For the corporate sector, the CEMBI Broad Diversified (US dollar denominated, corporate, emerging market bonds) lost 23 bps. Spread related returns were minus 13 bps while underlying US Treasuries lost 11 bps. Asia was the best performing region with a loss of 12 bps, Europe was the worst with a loss of 66 bps. Pulp and Paper was the best performing sector with a gain of 3 bps, Consumer was the worst one with a 54 bps loss.
In the local currency markets, the JP Morgan GBI-EM Global Diversified index was down 55 bps in US dollar hedged terms last week. Currency returns were also negative with the unhedged returns recording a higher loss of 217 bps. Middle East and Africa was the worst performing region with a loss of 158 bps, while Europe was best with a loss of 39 bps in hedged terms. Chile was the best performing country with 39 bps gain in US dollar hedged terms. A market friendly, economic agenda unveiled by Presidential candidate Pinera was well received by investors. Pinera currently leads in the polls.Poland and Hungary also performed well with 12 and 7 bps gains respectively in US dollar hedged terms. Despite the improved macroeconomic environment in Poland, the ongoing conflict with EU institutions remains a source of concern. The Hungarian central bank said it was considering unconventional measures to ease monetary conditions further to which market reacted positively. On the laggard side, Argentina was the worst performer last week with a loss of 206 bps in US dollar hedged terms, the markets remain sceptical despite the government’s strong gains in the mid-term elections which pave the way for more reforms. South Africa and Turkey also performed poorly with 158 and 156 bps losses respectively in US dollar hedged terms. A review of the medium-term budget statement showed that the South African government has no clear plan regarding the deficit or how to stabilize debt, further increasing the likelihood of a downgrade. In Turkey, the central bank revealed a hawkish tone in its policy guidance with rising inflation expectations due to lira weakness.

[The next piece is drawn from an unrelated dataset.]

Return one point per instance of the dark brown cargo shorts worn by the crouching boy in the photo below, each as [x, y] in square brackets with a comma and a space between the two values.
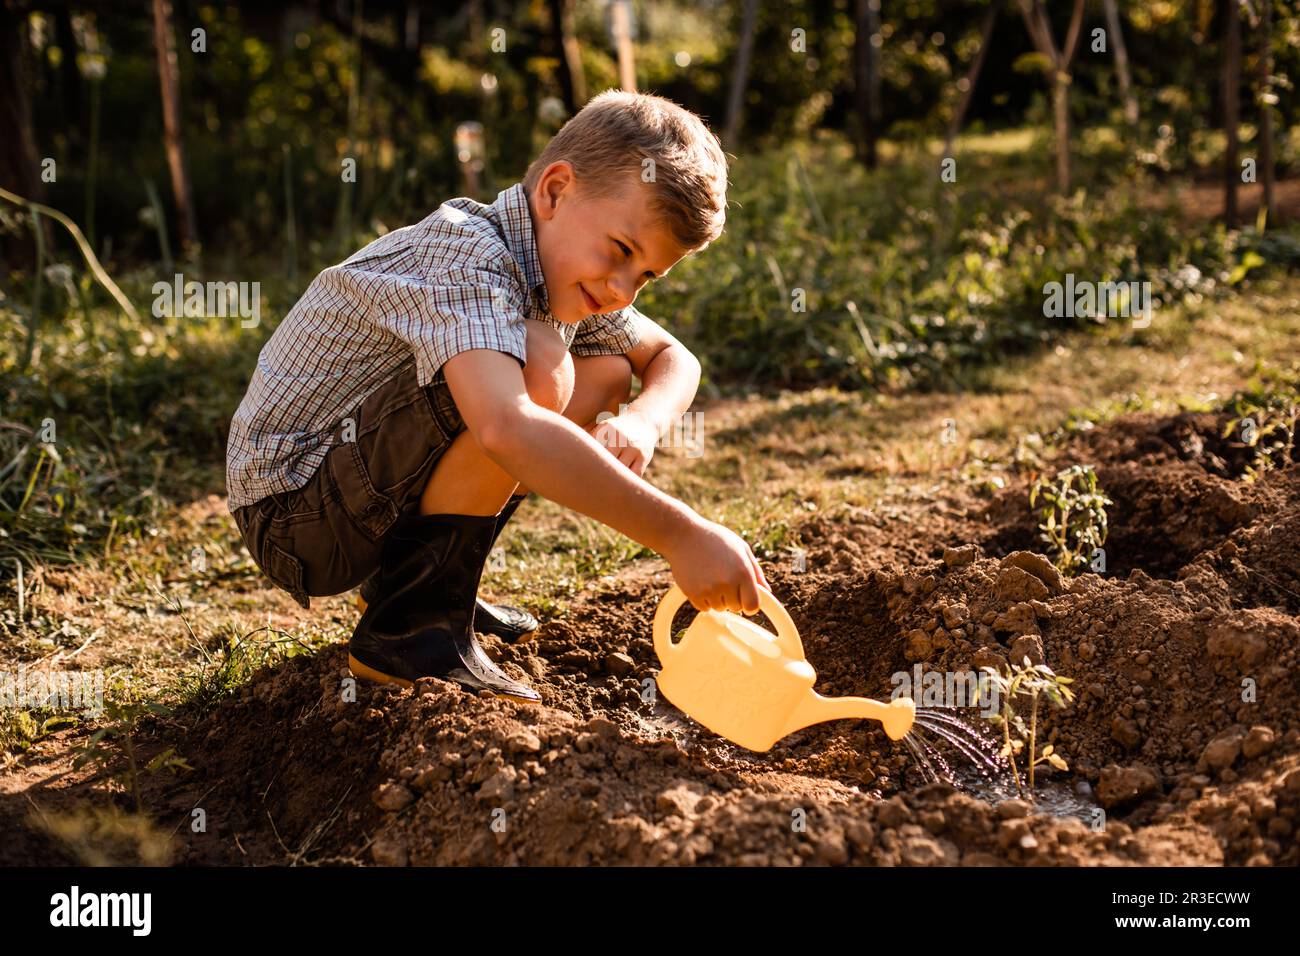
[327, 537]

In FX markets, most EM currencies experienced a loss over the last week with the strengthening of the US dollar. The notable laggards were the South African rand, Turkish lira and Colombian peso.
Other news in countries of frequent interest to us included the Indian government announcement that it will inject INR 2.11 trillion (USD 32.4 billion) of capital into public sector banks over the next two years, accompanied by reforms, aimed at sorting out the banks’ troubled balance sheets, improving their functionality and meeting Basel III requirements. In Turkey, the government refuted earlier reports that six banks might face fines in the billions of dollars by US authorities for alleged violations of Iran sanctions, helping the market to steady towards the end of what was a tough week.

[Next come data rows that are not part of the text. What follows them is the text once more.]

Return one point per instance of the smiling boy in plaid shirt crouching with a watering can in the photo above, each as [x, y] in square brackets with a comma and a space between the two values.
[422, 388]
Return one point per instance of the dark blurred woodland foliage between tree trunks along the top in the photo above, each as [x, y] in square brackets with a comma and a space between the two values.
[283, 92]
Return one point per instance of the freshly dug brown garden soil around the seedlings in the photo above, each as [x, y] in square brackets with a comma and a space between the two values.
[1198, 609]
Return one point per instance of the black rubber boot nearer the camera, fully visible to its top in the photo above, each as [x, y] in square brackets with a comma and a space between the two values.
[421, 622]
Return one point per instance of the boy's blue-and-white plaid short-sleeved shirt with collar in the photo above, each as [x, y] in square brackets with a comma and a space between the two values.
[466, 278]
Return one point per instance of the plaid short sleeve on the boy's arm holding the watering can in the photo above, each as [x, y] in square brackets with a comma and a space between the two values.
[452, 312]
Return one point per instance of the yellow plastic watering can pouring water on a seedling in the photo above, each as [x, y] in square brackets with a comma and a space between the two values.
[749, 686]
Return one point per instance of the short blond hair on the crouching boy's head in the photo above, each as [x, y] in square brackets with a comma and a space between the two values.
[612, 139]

Our internal systems show that MENA Bond Fund (MBF) was down 31 bps last week to 27th October. The Bloomberg USD UAE Index was down 6 bps and the JP Morgan MECI (Middle East Composite) was down 39 bps, so MBF in line with the lower end of the market. According to the 26th October NAV, MBF was up 3.92% year-to-date. The yield of the fund is 4.45%.
According to our internal systems the Sukuk Income Fund (SIF) was down 11 bps in the week to 27th October. The JP Morgan MECI Sukuk was down 9 bps and the Dow Jones Global Sukuk Index was down 8 bps, so SIF was in line with the market. The 25th October NAV shows that SIF was up 1.94% year-to-date. The profit rate for the fund is 4.31%.